Huh? Authorization cannot substitute for presence. Fraud in the execution of documents can too easily occur without the presence of the principal. This requirement must be maintained for high-value transactions both as a matter of policy and as a matter of constitutional interpretation. As to the latter, the presence requirement was firmly in place both at common law and in statutes at the time when the Article I presidential-signature requirement was drafted and ratified. The OLC memo also cites as justification several prior executive-branch legal memorandums dealing with proxy signatures on other types of documents. But none of the signatures discussed in these memorandums requires a presidential signature that is constitutionally mandated. The memorandums dealing with them are self-serving executive-branch opinions citing no case law and positing no constitutional interpretations that would be relevant to a constitutionally mandated presidential signature.
In this instance, it actually matters very little that the president's signature was unconstitutional. That's because in the case of the FISA reauthorization, the bill would still become law under the Constitution. It requires a bit of math, but, in this instance, Congress approved the bill on May 26. Under the Constitution, the president has 10 days (excluding Sundays) to sign a bill into law. As applied here, excluding Sundays, 10 days later would be June 7 (or 12 days total). Assuming that the use of the autopen was unconstitutional and thus a void act, then it is as if the president had taken no action in the 12-day period, neither signing nor vetoing the renewal bill. (Still with me?) Under such circumstances, the Constitution allows a bill to become law automatically unless Congress is not in session.

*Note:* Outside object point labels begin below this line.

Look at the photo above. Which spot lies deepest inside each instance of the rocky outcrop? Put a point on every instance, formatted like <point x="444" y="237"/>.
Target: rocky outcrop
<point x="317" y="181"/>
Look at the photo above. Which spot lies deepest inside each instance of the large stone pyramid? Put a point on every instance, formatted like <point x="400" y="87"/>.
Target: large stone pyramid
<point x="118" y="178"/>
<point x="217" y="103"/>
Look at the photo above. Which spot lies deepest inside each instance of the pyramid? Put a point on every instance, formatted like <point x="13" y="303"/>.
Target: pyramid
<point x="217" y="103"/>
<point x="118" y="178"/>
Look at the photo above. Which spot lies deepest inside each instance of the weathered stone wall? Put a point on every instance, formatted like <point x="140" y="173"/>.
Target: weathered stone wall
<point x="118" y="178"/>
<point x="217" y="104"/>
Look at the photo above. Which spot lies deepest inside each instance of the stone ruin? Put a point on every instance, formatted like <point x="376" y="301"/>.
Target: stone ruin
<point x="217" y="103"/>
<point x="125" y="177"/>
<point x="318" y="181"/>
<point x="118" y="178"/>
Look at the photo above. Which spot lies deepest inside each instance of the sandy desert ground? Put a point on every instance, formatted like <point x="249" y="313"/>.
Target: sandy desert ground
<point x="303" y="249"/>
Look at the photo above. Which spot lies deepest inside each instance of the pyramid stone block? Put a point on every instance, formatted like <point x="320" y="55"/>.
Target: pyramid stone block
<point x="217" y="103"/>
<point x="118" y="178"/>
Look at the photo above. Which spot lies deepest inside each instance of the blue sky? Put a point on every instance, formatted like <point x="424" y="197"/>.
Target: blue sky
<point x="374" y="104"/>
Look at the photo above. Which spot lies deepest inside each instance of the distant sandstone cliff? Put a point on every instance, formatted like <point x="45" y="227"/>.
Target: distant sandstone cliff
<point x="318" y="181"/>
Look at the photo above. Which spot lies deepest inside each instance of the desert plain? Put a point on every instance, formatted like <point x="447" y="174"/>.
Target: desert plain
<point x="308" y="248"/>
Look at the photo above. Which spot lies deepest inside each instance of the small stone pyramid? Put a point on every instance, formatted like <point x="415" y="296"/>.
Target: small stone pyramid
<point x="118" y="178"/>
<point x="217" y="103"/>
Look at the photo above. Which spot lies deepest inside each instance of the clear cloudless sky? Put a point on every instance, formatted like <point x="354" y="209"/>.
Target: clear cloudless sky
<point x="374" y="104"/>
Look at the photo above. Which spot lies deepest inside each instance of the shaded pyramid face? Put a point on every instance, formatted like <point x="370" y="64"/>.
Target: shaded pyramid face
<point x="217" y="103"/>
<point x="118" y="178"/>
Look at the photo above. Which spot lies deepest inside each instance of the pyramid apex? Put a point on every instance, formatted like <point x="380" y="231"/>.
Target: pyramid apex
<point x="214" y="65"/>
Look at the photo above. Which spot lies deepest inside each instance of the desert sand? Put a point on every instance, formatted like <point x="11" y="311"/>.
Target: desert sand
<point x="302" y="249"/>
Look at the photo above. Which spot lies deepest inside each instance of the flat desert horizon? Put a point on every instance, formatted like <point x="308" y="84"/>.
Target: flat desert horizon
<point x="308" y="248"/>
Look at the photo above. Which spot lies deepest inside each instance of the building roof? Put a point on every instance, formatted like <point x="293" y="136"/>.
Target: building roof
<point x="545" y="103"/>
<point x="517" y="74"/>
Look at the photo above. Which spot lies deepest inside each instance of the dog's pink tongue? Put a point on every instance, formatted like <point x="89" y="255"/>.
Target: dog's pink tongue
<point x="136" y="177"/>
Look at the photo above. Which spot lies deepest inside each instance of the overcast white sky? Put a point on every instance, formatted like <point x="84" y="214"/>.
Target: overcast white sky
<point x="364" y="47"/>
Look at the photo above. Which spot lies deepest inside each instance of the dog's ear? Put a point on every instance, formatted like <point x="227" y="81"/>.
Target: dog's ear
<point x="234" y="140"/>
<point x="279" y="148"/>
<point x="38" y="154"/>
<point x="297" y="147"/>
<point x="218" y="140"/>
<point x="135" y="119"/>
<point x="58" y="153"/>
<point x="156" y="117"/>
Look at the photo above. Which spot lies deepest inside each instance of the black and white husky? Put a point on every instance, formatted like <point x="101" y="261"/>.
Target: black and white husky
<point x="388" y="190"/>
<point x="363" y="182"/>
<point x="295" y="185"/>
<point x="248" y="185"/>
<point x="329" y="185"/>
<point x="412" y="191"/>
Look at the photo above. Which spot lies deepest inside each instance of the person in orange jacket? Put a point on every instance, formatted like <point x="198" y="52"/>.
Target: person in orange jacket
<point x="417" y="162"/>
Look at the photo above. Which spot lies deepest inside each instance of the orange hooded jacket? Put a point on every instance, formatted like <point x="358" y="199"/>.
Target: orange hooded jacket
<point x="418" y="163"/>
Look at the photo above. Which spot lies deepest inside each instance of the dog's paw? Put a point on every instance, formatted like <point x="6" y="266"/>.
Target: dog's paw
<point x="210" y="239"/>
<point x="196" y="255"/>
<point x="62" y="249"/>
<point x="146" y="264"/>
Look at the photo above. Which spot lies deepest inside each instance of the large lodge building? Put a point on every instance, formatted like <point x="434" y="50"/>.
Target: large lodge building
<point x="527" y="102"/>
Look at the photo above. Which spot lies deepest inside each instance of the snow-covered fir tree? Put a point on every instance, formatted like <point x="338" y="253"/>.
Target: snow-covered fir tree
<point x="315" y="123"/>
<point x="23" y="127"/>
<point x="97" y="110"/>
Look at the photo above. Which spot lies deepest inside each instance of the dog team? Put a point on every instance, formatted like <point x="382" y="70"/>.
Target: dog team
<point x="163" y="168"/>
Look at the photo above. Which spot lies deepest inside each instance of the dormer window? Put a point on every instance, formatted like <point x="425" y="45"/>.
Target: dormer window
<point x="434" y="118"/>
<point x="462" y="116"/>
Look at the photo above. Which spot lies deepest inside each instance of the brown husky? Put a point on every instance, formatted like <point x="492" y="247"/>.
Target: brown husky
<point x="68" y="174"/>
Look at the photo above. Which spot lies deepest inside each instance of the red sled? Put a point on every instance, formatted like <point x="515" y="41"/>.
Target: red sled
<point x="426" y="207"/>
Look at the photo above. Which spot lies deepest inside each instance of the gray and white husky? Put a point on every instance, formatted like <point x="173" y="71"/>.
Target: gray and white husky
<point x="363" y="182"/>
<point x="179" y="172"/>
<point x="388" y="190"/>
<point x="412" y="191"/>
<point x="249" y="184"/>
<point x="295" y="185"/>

It was. So the new FISA bill is good law, even though there were 12 days when neither the old provisions nor their replacements were valid.
Now, there are plenty of liberals and libertarians who would love to see these controversial Patriot Act FISA provisions—including roving wiretaps, business records searches and "lone wolf" surveillance—go down. But, for better or worse, these provisions had grandfather clauses permitting them "to remain effective with respect to investigations that began, or potential offenses that took place, before the sunset date." Therefore, the gap in the provisions' effectiveness does not seem to be problematic except for investigations and roving wiretaps beginning in the 12-day period, which would be illegal even now, because they were never properly authorized. (Heads up: Check for any roving wiretaps that were started during this 12-day period and get them reauthorized.)
The real problem here isn't that FISA isn't the law. It's that the use of the autopen by proxy (or any nonpresence proxy signature) to sign bills in the future could yield terrible (like, really terrible) results, since most laws do not contain grandfather clauses like those included in the old Patriot Act. One can easily imagine that Congress might not be in session when the 10-day period (not counting Sundays) expires. Very often, there is a hurried push at the end of congressional sessions to get legislation passed. Many acts, then, are sent to the president for signature just as Congress is adjourning. This would mean that using an autopen or a human proxy (neither in the presence of the president) would be tantamount to a veto! All this is not exactly consistent with well-ordered government.
Absolutely no one seems focused on the presence requirement: not the president, nor the Republican House members (21 of whom complained to the president about this in a strongly-worded June 17 letter), nor the numerous legal commentators and scholars we have heard from since the autopen signing occurred (although Huffington Post recently announced that Republican operatives are trying to draft the President's autopen to run in the Republican presidential-primary battle). The use of the autopen, which is itself constitutionally unproblematic, seems to have eclipsed the far more important issue of whether the president was present when it was used.
The bottom line is that autopengate establishes a dangerous precedent, one that every thinking lawyer in Washington politics seemed to have overlooked. Nobody should be signing bills for the president, not even when the president orders them to do so.